Since I have an opinion on what makes Fedora successful, I thought I'd
comment on the similarities between EMC and Fedora/Redhat.

Simple economics says that in the long term, the sellers must control the
value of the goods  they are offering. Since EMC itself is not controllable
this way, the value must lie elsewhere: the EMC vendors must offer their
customers excellent service, or integrating expertise, or other skills.  The
EMC software is the foundation and the tooling, and it's the services that
is the real product. Similarly, the professional trades such architects and
builders aren't selling CAD software and building materials; they just use
them to construct a house for their customer.

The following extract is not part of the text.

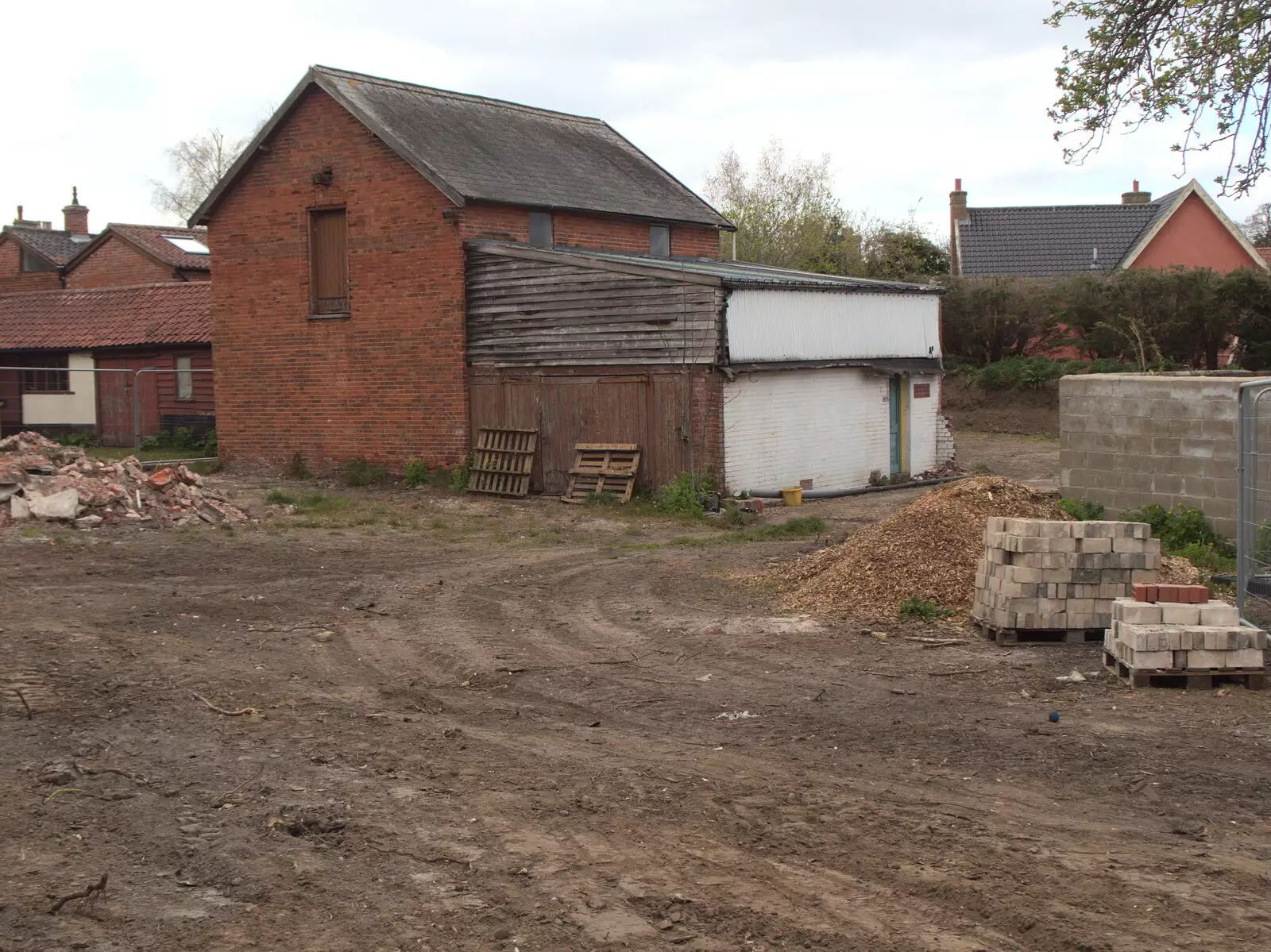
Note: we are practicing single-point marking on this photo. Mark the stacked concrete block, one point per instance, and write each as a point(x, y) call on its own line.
point(1048, 575)
point(1182, 637)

Redhat's modus operandi is similar: they essentially offer a maintenance
contract (support, updates, assurance, etc.). The Fedora project is their
R&D division: they put a lot of engineering and other resources in it, with
the expectation that the results will directly go into into their commercial
product. In that sense, everyone who uses Fedora is doing Redhat's QA---it's
a tradeoff of some possibility of breakage, justified by all the goodies
that come down to Fedora much earlier than to the safe but stolid Enterprise
version.

The novel principle that Redhat understands is that OS software is now a
service rather than a manufacturing industry. They can't differentiate on
the software: they could maybe get more customers if they put some
proprietary enhancements and divergences in their commercial OS---but
overall they are better off by developing all the new features in the
open/free version. Any hypothetical  business offering EMC-driven machining
hardware would need to follow that model, but it's a hard psychological
argument to make to a person coming from the old, 'software as a
manufacturing industry' worldview.

The caveat is that Redhat is really putting a lot of resources into Fedora,
by contributing engineering and administrative/managerial resources, not to
mention infrastructure. Even the governance of Fedora is pretty amazing:
they actually have MEETINGS which result in concensus ACTION ITEMS that
someone FOLLOWS UP on :). Their software workflow is pretty impressive too
and quite automated: Bugzilla bug and issue tracking and Abrt automatic bug
reporting, Koji build and packaging system, and the AutoQA testing rig they
are working on.

The bottom line is that it would take humility and strength for a company to
have a successful relationship with EMC. After all, they would need EMC as
much or more than EMC would need them, so they would have to build trust and
prove their usefulness. Difficult, but doable.